Expect a More Mature BTR Business Plan in 2022

Operational, logistical and consumer influences will test this successful CRE market.

The booming single-family build to rent market, if not already, will soon be dealing with headwinds around labor and supply chain management challenges, efforts to streamline operations and using consumer data points to deliver educated scaling.

Another impact could come from companies’ evolving work-from-home policies and how hybrid office hours affect workers’ behaviors and their preferred locations and housing choices.

Yet BTR homes is a CRE segment that is rapidly expanding with a formidable array of marketplace advantages. The mix of renters in the US is increasingly older and more affluent, for example, while the obstacles to transitioning into homeownership persist, according to a recent report from Northmarq.

Northmarq reported that the median price of an existing single-family home rose nearly 23% year over year through the second quarter of 2021, topping $350,000. The intensifying affordability challenges are likely to keep a greater number of existing renters in the rental pool for longer periods of time, even as the economy gains momentum. 

“The demand from renters is just one aspect fueling development of SF BTR communities,” the report said. “Another is the increasing number of sales of the communities that has taken place over the past several quarters.” 

The report noted that transaction volumes in 2020 outpaced combined totals from 2018 and 2019, and predicted that sales of SF BTR communities in 2021 will likely double 2020 levels. Another plus: “As more developers execute successful exit strategies on particular SF BTR communities, the market as a whole is becoming increasingly familiar with the product, its demand drivers, and returns.”

Renter Profiles and Pricing Dynamics Emerge

Indeed, Blaze Capital Partners Co-Founder and Managing Partner, Chris Riley describes the build-for-rent phenomenon as still being early days with plenty of run room. “Now that the industry is beginning to get real data points in terms of renter profiles, consumer preferences, and pricing dynamics, the industry is moving from more theoretical experimentation to educated scaling,” Riley says.
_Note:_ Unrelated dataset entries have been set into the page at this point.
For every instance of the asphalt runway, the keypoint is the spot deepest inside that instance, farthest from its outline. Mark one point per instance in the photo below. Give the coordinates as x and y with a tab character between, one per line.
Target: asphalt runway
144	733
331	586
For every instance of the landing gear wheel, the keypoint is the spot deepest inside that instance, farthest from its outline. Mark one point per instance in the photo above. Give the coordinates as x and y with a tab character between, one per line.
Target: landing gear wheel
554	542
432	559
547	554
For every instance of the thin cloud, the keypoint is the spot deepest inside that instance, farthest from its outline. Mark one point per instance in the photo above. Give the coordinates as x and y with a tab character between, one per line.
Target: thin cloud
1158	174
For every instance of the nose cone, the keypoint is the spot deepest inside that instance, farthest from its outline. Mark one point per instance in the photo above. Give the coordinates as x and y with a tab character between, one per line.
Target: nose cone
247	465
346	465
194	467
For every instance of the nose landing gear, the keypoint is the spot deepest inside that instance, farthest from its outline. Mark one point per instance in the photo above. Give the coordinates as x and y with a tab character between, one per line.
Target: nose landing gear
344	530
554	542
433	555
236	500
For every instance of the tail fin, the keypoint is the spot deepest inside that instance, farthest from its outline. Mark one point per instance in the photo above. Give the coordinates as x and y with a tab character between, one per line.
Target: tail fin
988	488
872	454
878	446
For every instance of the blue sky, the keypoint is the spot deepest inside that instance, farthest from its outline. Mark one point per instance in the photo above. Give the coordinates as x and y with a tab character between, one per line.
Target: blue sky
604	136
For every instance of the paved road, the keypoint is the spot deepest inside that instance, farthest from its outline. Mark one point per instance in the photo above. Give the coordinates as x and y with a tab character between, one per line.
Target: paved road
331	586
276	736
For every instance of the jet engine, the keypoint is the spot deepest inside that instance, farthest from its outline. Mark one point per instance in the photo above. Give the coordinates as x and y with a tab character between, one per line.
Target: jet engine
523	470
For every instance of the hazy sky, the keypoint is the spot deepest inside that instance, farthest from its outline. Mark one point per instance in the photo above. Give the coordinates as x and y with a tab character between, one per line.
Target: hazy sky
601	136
“Those data points demonstrate that this isn’t a flash-in-the-pan and that this segment should constitute a meaningful component of the rental housing space.”

Headwinds Emerge Too 

But there are clearly headwinds facing BTR, Kori Covrigaru, co-founder and CEO of Denver-based PlanOmatic, tells GlobeSt, 

“I see the single-family build-to-rent market continuing to grow in the near future, but I think the speed in which developers are able to build may be significantly impacted and slowed down by the current supply chain and labor shortage. I’m concerned about the supply chain shortage and labor shortage to get these BFR new construction projects off the ground, into the market and leased up by the industry,” Covrigaru says.

He points to delays in BFR product for these reasons. “I think BFR is a great product as long as the prices to build, and the raw and entitled land prices continue to make sense.”

Covrigaru is also watching very carefully what’s happening in the workforce “because hybrid versus remote work is a big question mark right now. We saw the pendulum swing pretty dramatically throughout the pandemic where people were remote and could work and live anywhere which helped fuel the SFR and BFR market. 

“But today, there are some big companies asking employees to be hybrid and be in the office a couple days a week. If more companies ask employees to be in the office, this may impact BFR communities in certain locations. I think it’s important for investors and developers to watch the job market closely and the trends around remote, hybrid, and in-person working environments on a regional level because these will dictate what will happen to a lot of BTR communities across the country.”

Institutional Capital is Growing

One sign of the sector’s growing maturity is the level of institutional capital that it is attracting, Shri Ganeshram, CEO and co-founder of Awning, tells GlobeSt. “In the early days of institutional SFR, there were plenty of small operators who had amassed 50, 100, or larger home portfolios that institutions could buy at once. The appeal of these portfolios was that you didn’t need to have as streamlined of an operation as you have to buy single homes in the space, meaning you could run an SFR fund’s acquisitions arm similar to the way you run a multifamily fund’s acquisitions arms, analyzing single large deals rather than several tiny deals. 

“The availability of these sorts of portfolios has waned over the last several years as the largest institutional investors have grown by buying and holding onto these portfolios.”

Lenders are also becoming increasingly familiar with the SF BTR business model, the Northmarq report said, “which is freeing up additional capital for development of new units and acquisition of existing communities.”